Now virtual classrooms are commonplace due to the obvious cost advantages for schools and students, it’s essential we analyse their value from a pedagogical perspective. For me, the issues that make virual classrooms a poor substitute for face to face teaching boil down to one word: interactivity.
Having two or more people speak to each other — In online teaching only one person can have the mic at any time. This is because the software was intended for conferencing and telephony so it makes sense not to have people talking simultaneously. In language classrooms the opposite is needed.
Group tasks — are incredibly hard to initiate and execute. You can’t mingle among people, you can’t dish out slips, or any other discretely written information, you can’t take people off to one side or out of the room. As well as this, learners have little personal, social, or simply human connection with the people they share the feed with, and thus have far less need or motivation to actually say anything to each other.
Monitoring and feedback issues — Circulating, listening in, praising good language, speaking specifically, demonstrating a point, eliciting errors and answers quietly to a group while others are working is virtually impossible in a virtual classroom. Everyone hears everything or nothing.
Attention and direction issues — Instruction gets filtered and convoluted when you put a medium between yourself and the learners. Non verbal gestures are unknown and unnoticed — you can’t point, shrug, nod, or grimace. You can’t be a physical focus of the room, there is no physical movement at all which is vital for adding energy and changing the dynamic. At the same time, distractions from the learners’ home and electronic environments are all the more prevalent.
In an area like language teaching, where the learners lack competence and teacher instructions are often highly specific, confusion and silence arising from teacher talk is the default situation throughout the class, not just at the beginning.
Teacher led teaching — This default passivity with people not participating and frequently exiting the feed, forces the teacher to simply talk more in what becomes essentially a radio show. This mode of operating doesn’t induce skills-based learning and puts pressure on teachers who are already generally underpaid in an online context. Therefore the optimum class size for online teaching is one-on-one, the clear drawbacks of which I’ve written about here.
Whiteboard issues — Very limited writing dexterity with a mouse makes for ridiculous whiteboard presentation, which forces all written communication to be typed. There is no getting students up to the board. While freehand images and conceptualisations must be forgone altogether, fostering both the detriment of understanding and the unwanted increase in teacher talk.

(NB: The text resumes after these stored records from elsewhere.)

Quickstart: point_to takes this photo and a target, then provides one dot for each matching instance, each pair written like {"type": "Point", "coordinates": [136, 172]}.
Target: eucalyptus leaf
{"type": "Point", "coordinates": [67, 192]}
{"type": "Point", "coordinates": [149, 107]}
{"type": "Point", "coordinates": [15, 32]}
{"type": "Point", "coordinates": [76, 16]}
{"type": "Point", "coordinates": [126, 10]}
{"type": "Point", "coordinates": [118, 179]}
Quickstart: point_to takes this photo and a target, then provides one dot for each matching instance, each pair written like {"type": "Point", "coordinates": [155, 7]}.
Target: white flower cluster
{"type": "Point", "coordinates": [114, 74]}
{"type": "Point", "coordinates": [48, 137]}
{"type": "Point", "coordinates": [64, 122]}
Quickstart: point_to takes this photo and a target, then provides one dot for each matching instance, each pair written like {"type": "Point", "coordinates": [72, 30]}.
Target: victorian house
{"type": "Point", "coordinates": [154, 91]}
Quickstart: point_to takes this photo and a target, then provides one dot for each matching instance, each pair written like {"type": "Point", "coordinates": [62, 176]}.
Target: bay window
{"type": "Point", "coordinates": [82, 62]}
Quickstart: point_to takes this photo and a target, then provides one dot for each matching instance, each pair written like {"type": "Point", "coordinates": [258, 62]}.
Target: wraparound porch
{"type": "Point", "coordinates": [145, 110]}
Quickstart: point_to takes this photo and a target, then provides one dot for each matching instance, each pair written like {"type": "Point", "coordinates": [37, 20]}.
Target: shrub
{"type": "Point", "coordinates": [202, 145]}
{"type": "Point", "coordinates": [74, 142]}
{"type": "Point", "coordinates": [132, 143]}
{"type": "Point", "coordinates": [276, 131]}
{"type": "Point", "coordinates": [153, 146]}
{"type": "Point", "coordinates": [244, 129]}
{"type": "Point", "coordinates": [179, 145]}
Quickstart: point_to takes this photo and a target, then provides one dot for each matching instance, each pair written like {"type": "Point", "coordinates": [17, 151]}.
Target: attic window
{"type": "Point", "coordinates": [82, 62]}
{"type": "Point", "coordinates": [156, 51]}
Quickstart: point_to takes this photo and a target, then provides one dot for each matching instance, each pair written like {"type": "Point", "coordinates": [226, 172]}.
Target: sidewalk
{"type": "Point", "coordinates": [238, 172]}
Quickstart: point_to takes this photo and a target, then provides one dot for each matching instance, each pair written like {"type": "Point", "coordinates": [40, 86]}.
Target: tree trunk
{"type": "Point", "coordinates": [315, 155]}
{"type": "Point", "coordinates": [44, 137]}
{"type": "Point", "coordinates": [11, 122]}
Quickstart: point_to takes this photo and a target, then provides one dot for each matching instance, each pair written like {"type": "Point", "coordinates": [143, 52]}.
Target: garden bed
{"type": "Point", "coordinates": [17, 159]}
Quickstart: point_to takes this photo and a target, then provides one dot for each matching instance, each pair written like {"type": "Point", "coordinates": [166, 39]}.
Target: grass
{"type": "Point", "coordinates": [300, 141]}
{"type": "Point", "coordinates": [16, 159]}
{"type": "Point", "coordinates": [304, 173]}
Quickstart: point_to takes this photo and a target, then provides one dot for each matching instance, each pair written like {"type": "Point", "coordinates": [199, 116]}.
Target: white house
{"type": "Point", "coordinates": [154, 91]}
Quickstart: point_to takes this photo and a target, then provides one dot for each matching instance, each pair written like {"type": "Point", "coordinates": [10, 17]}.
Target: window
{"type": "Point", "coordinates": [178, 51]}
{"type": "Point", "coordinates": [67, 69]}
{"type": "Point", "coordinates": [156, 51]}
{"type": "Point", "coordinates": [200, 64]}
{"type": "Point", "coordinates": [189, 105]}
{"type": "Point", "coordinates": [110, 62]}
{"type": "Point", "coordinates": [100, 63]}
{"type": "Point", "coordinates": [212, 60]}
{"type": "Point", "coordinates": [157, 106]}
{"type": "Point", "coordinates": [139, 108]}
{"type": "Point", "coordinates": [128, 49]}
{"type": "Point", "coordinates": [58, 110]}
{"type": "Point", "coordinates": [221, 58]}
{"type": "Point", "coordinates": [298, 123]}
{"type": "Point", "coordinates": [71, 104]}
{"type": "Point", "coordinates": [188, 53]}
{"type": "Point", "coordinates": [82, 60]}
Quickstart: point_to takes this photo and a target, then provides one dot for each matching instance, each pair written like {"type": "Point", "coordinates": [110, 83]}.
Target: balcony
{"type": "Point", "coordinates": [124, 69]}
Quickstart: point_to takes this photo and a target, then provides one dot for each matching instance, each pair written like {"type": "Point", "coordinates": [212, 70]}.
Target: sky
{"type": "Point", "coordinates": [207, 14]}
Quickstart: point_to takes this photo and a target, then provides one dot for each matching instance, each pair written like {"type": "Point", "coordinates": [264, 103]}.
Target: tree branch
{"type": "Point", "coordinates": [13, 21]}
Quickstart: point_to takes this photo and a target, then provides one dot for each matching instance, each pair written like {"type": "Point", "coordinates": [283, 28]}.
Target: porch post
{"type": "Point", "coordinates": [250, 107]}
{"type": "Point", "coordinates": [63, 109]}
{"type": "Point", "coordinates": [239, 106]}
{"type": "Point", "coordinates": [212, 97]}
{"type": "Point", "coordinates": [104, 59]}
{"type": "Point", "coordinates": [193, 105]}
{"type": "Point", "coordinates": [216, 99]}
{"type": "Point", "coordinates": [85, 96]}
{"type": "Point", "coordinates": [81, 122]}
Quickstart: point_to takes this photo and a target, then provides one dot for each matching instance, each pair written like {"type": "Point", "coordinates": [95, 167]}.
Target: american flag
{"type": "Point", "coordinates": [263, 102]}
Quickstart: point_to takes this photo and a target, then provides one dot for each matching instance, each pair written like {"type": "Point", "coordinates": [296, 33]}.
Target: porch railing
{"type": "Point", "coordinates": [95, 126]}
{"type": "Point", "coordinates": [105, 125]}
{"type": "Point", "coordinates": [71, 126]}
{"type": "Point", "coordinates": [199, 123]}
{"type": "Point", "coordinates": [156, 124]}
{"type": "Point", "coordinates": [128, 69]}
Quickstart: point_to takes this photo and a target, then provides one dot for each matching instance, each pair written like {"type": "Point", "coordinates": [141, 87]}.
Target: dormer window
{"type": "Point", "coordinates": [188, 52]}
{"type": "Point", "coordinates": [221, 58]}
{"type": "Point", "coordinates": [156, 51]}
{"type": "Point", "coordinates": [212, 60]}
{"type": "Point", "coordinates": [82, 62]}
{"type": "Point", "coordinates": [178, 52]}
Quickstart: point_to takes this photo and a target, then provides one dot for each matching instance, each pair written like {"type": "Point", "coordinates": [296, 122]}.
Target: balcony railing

Teacher answering questions — If a student asks something to the teacher, it’s inevitably typed rather than spoken, which as well as being lazy, can take a relatively long time to read especially if it’s verbose and hard to read. Not only this but the class has to be stopped for everyone while the answer is given or indeed typed. Online teaching slows everyone down and wastes a lot of time while students are sat in silence and attention inevitably wanders. In a face to face class, you could be clearly telling the student and importantly, showing him or her, in real time while everyone is busy.

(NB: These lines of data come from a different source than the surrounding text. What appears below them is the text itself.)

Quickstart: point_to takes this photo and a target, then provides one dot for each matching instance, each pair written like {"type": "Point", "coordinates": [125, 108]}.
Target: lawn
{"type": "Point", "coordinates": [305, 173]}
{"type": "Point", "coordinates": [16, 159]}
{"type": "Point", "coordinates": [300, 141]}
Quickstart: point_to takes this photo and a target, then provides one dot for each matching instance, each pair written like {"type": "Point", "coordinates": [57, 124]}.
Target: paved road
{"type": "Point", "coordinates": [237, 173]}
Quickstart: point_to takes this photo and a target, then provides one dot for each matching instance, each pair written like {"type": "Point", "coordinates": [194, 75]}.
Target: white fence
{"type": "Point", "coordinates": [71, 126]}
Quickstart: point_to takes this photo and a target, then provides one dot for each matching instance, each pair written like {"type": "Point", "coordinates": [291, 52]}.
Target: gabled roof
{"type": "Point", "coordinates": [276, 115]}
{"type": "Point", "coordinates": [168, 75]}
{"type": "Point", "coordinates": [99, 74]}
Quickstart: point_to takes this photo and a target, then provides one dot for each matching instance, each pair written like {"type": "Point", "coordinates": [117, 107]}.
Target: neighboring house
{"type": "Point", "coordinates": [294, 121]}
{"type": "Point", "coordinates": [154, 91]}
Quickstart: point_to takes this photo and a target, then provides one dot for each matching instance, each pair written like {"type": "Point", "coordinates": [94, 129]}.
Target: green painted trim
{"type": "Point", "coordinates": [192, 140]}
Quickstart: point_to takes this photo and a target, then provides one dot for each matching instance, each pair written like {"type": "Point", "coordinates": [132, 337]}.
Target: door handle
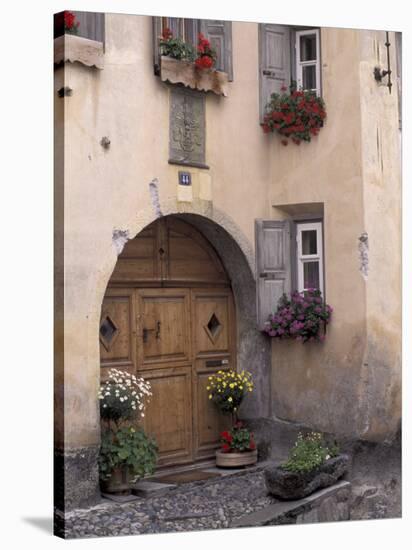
{"type": "Point", "coordinates": [147, 330]}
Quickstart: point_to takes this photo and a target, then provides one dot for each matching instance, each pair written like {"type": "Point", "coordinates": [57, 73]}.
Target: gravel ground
{"type": "Point", "coordinates": [212, 504]}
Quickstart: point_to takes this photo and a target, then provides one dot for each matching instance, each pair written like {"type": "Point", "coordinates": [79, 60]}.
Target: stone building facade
{"type": "Point", "coordinates": [129, 137]}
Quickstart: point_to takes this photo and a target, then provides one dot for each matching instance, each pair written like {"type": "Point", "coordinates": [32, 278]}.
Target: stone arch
{"type": "Point", "coordinates": [237, 255]}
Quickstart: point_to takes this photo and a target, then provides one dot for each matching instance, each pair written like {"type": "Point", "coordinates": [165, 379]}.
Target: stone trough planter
{"type": "Point", "coordinates": [287, 485]}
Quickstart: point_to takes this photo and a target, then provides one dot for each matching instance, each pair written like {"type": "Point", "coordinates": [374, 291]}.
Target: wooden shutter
{"type": "Point", "coordinates": [273, 265]}
{"type": "Point", "coordinates": [157, 32]}
{"type": "Point", "coordinates": [274, 61]}
{"type": "Point", "coordinates": [91, 25]}
{"type": "Point", "coordinates": [219, 33]}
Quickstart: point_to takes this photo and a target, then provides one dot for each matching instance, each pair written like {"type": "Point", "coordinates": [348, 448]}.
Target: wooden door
{"type": "Point", "coordinates": [213, 350]}
{"type": "Point", "coordinates": [168, 315]}
{"type": "Point", "coordinates": [164, 359]}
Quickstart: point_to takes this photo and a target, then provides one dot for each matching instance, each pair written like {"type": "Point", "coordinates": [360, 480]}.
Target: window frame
{"type": "Point", "coordinates": [301, 258]}
{"type": "Point", "coordinates": [300, 64]}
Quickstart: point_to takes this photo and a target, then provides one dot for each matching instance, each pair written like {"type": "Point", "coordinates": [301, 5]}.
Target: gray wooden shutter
{"type": "Point", "coordinates": [157, 32]}
{"type": "Point", "coordinates": [91, 25]}
{"type": "Point", "coordinates": [273, 266]}
{"type": "Point", "coordinates": [219, 33]}
{"type": "Point", "coordinates": [275, 66]}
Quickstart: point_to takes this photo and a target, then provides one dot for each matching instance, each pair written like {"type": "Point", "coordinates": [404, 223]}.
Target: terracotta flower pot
{"type": "Point", "coordinates": [119, 482]}
{"type": "Point", "coordinates": [235, 460]}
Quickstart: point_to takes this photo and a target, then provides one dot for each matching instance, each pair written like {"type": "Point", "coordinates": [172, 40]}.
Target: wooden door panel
{"type": "Point", "coordinates": [212, 321]}
{"type": "Point", "coordinates": [210, 421]}
{"type": "Point", "coordinates": [163, 327]}
{"type": "Point", "coordinates": [213, 350]}
{"type": "Point", "coordinates": [117, 332]}
{"type": "Point", "coordinates": [169, 414]}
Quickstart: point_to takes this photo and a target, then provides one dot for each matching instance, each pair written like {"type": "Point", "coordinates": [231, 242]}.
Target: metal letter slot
{"type": "Point", "coordinates": [216, 363]}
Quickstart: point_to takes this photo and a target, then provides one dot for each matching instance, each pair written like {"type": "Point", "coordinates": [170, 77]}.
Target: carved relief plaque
{"type": "Point", "coordinates": [187, 127]}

All these drawbacks I’ve outlined lead to one word: inefficiency. Online teaching plays to affective factors that eat away at time, focus, and learning. Tech doesn’t have to impose such constraints on teaching. On the contrary, it should be used to free teachers up and allow us to implement communicative activities. The problem is that conferencing and telephony software were not invented with the language classroom in mind, and thus ironically they make our job less technical, not more so.